JEFFERSON CITY — Unruly fans or athletes could face stiffer penalties if they attack a sports official under a bill being considered in the state House.
The legislation would create a new crime for those who assault a referee or coach at any sporting event in the state, from youth leagues to professional games.
Increased penalties would not mean a loss of yardage. An official's attacker would face up to a $1,000 fine or one year in jail.
Currently, some instances of third-degree assault are punishable with a $300 fine.
"I don't think anyone should be allowed to physically contact a sports official," said Rep. Steve Hodges, a co-sponsor of the legislation, which has yet to receive a committee hearing.
More than 20 states have increased penalties for assaulting a sports official. Most of those states have similar criminal penalties as Missouri's proposal. Oregon allows officials to sue for their injuries, and Minnesota allows its state high school sports agency to ban an attacker from games for a year.
Hodges, D-East Prairie, has been officiating football for 40 years. During that time, he has never been harmed, he said, but he knows several officials who have been attacked by upset spectators.
Even though he has not been attacked, Hodges has received his share of verbal abuse. After one football game, a drunken fan approached him and started making threats.
"I turned, I took about a step toward him and he started backing up," said Hodges, who is 6-foot-4 and weighs about 230 pounds.
A fan might be more bold with a smaller official, he said.
Jason West, a spokesman for the Missouri State High School Activities Association, said the bill is aimed toward youth leagues, where parents are more involved.

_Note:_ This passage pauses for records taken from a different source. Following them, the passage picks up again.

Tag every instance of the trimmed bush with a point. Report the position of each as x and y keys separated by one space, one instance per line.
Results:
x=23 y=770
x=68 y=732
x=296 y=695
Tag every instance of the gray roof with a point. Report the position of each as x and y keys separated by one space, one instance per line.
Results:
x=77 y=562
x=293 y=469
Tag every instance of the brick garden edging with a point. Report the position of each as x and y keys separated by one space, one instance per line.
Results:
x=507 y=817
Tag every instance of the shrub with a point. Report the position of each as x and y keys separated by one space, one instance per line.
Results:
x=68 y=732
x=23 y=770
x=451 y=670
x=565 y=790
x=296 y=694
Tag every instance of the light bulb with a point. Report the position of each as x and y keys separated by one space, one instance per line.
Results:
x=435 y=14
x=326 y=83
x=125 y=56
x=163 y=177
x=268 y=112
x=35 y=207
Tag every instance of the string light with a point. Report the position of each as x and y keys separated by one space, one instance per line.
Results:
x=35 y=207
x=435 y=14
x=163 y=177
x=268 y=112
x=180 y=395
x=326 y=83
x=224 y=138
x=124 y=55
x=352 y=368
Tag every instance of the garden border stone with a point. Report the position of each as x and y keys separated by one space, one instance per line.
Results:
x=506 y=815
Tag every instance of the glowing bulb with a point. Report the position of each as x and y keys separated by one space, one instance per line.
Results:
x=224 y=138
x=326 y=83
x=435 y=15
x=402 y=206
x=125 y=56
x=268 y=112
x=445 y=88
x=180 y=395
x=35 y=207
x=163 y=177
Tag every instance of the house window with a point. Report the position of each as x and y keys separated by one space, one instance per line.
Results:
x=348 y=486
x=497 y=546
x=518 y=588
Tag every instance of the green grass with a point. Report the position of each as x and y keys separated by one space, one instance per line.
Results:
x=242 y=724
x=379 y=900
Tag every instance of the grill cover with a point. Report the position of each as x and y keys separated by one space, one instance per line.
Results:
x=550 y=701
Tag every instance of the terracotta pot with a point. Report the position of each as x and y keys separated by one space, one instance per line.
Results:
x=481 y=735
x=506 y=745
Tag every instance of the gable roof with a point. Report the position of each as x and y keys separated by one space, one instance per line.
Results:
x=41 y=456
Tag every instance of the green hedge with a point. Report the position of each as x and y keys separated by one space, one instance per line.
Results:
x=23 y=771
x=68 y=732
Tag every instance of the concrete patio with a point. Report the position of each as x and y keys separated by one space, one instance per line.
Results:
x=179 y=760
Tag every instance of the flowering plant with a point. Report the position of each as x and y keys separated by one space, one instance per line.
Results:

"On that level is where a law like this is going to come into play," he said. "That's where I've had most of my issues as an official."
West noted an incident in Oklahoma in which a parent was prosecuted using a similar law.
Dale Bowen helps run the Heart of America Pop Warner league in Independence. Although he said children's sports are more difficult to control, the league hasn't had any attacks in the past five years.
A uniformed police officer patrols the league's nine-field complex to help stave off incidents. If there is a problem, Bowen said, the offending person is usually escorted from the property.
Even so, Bowen supports increasing penalties for assaults on a coach or official.
"With the kids, that's the last place where we need anything like that," he said.